The summer of 1832 was a bad one for New Yorkers. Not because of the heat, but because of the cholera epidemic that was ravaging the city. What made it especially difficult to cope with was that no one knew exactly how it spread, although many suspected it had something to do with contaminated water.
The city’s solution was to build the Croton Aqueducts almost a decade later—a water distribution system that brought in water from upstate New York into giant, newly constructed reservoirs in Central Park—with the goal to never run out of clean water again.

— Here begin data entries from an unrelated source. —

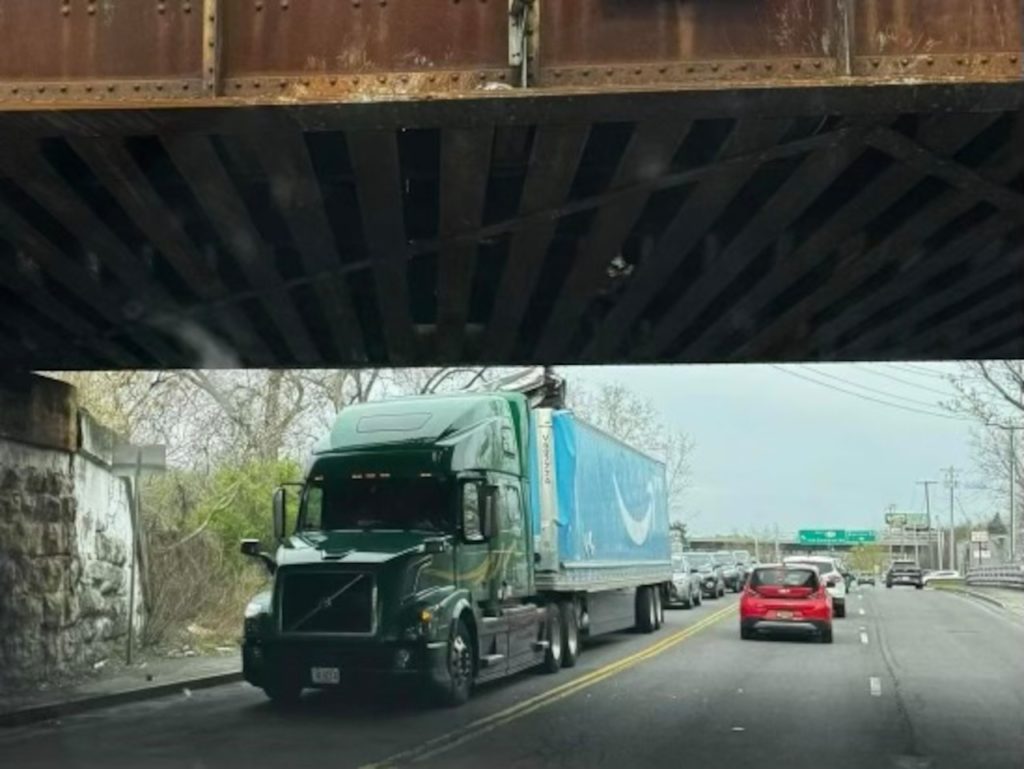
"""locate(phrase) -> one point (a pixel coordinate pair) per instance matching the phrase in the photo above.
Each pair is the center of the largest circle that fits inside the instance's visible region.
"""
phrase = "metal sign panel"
(131, 459)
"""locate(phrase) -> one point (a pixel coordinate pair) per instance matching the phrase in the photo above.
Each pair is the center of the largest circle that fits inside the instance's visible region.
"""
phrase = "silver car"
(685, 588)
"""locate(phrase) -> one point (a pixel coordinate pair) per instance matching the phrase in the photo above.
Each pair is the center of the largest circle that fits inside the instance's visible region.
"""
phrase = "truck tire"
(570, 633)
(553, 635)
(645, 610)
(457, 681)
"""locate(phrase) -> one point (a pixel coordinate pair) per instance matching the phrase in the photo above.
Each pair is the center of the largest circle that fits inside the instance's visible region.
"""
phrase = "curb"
(36, 713)
(977, 596)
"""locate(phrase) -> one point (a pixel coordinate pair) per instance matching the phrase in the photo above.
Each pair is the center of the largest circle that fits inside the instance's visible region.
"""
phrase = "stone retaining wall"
(65, 543)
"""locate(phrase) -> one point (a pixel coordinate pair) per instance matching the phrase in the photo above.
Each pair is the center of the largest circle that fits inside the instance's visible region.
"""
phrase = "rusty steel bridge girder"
(307, 182)
(66, 52)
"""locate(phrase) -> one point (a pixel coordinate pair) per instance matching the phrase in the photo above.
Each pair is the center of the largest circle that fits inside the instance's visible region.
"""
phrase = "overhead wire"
(868, 397)
(884, 393)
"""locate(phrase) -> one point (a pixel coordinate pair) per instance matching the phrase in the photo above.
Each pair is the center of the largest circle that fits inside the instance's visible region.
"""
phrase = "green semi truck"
(450, 540)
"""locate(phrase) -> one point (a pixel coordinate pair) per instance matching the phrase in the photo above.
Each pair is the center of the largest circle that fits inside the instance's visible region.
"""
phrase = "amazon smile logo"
(637, 527)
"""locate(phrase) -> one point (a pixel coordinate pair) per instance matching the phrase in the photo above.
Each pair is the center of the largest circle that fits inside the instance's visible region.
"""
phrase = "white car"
(828, 570)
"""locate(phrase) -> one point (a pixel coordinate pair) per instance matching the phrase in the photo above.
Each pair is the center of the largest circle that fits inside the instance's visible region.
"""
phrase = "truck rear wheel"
(645, 610)
(570, 633)
(553, 635)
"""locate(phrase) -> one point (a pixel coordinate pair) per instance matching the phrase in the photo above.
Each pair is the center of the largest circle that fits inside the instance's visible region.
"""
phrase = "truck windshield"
(343, 501)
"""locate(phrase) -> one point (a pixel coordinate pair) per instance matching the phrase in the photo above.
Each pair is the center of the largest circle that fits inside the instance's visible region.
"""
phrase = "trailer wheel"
(645, 611)
(553, 635)
(570, 633)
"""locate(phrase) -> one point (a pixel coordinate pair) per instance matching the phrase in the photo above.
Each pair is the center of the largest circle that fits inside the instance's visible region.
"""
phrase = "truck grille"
(331, 602)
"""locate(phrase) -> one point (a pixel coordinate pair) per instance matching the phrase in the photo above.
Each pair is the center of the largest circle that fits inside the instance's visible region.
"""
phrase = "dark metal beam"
(698, 213)
(282, 152)
(873, 199)
(378, 175)
(810, 178)
(553, 164)
(465, 166)
(204, 171)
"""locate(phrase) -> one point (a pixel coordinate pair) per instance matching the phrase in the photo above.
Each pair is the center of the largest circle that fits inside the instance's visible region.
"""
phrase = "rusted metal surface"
(325, 182)
(127, 51)
(65, 41)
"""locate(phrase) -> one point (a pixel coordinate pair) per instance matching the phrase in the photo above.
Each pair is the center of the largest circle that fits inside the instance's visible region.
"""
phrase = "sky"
(775, 449)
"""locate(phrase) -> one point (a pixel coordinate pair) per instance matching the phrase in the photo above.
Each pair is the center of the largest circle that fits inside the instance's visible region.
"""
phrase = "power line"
(868, 397)
(884, 393)
(908, 383)
(920, 371)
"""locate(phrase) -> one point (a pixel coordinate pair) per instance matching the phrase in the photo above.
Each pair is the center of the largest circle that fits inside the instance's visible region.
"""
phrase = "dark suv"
(905, 572)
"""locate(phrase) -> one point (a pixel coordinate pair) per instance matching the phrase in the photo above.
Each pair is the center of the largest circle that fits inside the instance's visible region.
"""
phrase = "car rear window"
(822, 566)
(785, 578)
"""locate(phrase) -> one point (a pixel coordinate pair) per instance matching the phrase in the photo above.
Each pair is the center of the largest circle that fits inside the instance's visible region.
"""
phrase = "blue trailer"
(600, 521)
(453, 540)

For New Yorkers at the time, the reservoirs must have seemed like a modern-day Pool of Bethesda. The Gospel of John tells of how an angel would come down and stir the pool of Bethesda with his hand, miraculously curing the first person to enter the water after the angel left. “For an angel went down at a certain time into the pool [of Bethesda and] stirred up the water; then whoever stepped in first, after the stirring of the water, was made well of whatever disease he had” John 5:4. When Emma Stebbins created her angel fountain statue for the park, she included this quote to commemorate how the aqueducts brought clean water to the city and ended the cholera epidemic.
The Croton Aqueducts in Central Park are long gone now, but the “Angel of the Waters” statue still stands, reminding us of both the horror of the disease and the beauty of healing.